The funder (in the case of cash flow) and the initiator (in the case of storage financing) can use the transactions as a springboard to refinancing credits on the public market and as an opportunity to potentially access more favourable financing. Switching to securitization or other ABS operations will likely be easier due to the architecture and documentation of a stock, but remains an achievable exit option for funders of a forward flow. Mintos Finance is a company of the Mintos Group. You will find a detailed description of the structure in the Mintos financial loan agreement and in the transfer agreement. This agreement confirms our partnership with one of Europe`s largest consumer banks and we are proud that they have trusted Hoist Finance as their preferred partner in helping them deal with unsecured consumer credit bad debts over the next 18 months. “,” says Hoist Finance CEO, Jurgen Olsson. Cash flow agreements, which transfer the advantageous interest and economic interest of a loan against cash to a lender, have become an increasingly popular financing option for specialty developers. In this brief remark, we look at the rise of this relatively new entrant into the funding landscape and look at some differences from the conditions we are seeing. One of the most important decisions for any new entrant to the mortgage market is the financing of the crucial early phase of its creation.

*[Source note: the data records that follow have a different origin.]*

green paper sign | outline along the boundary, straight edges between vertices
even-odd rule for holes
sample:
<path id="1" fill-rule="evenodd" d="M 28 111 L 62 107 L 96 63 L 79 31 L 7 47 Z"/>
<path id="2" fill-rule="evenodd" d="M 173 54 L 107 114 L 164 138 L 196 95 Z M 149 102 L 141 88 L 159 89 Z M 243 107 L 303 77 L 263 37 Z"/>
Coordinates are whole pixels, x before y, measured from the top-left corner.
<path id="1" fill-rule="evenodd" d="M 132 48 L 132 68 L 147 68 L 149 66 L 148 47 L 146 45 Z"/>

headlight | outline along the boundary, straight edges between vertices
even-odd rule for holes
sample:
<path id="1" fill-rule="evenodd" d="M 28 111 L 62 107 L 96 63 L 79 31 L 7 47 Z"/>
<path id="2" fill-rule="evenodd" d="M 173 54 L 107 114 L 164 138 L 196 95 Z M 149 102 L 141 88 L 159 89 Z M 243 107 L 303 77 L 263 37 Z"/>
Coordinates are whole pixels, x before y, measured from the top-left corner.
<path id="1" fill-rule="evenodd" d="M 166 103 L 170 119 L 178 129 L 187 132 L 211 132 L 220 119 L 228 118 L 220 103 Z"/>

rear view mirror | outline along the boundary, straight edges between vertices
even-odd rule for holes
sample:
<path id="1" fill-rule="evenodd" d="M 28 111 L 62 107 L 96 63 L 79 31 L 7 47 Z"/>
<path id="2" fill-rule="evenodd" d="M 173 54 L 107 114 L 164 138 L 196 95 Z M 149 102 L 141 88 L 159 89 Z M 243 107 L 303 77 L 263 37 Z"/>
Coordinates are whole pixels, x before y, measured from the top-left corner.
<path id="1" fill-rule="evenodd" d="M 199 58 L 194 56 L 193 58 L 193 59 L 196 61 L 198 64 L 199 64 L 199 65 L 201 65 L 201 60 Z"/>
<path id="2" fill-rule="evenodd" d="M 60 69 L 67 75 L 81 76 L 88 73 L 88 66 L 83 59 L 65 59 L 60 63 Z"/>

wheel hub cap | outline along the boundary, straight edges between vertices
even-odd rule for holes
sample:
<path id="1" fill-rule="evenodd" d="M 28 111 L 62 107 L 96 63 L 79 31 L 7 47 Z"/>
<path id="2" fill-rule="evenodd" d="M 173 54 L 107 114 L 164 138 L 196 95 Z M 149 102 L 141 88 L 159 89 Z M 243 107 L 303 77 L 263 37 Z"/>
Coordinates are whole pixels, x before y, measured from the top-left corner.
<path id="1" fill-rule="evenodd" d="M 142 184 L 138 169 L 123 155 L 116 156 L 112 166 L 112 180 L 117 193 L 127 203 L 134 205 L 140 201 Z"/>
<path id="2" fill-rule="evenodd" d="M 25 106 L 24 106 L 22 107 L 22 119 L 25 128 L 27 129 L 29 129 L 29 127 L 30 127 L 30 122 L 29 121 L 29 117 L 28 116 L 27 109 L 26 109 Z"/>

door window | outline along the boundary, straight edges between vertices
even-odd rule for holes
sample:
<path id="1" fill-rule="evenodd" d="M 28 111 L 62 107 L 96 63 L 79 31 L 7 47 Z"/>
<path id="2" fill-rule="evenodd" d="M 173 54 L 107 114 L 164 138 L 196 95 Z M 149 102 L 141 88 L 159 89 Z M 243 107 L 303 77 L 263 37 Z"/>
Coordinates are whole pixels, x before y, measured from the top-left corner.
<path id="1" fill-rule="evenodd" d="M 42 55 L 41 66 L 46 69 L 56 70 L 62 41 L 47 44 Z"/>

In the absence of the assistance of entrenched investors, able to provide equity to obtain and serve a large volume of mortgages, new initiators have traditionally opted for inventory financing as their preferred financing method. However, a notable recent trend has been the emergence of cash flow agreements as a viable alternative. This note examines some of the characteristics of forward financing structures and inventory financing structures from the perspective of a new initiator and examines why the forward flow is gaining traction. The forward flow works in a slightly different way. If an underlying loan is more than 60 days late, the credit company is required to replace it with a new one, and the investment remains in the cash flow, in accordance with the cash flow agreement. If the credit company is unable to do so, it must repay the entire cash flow.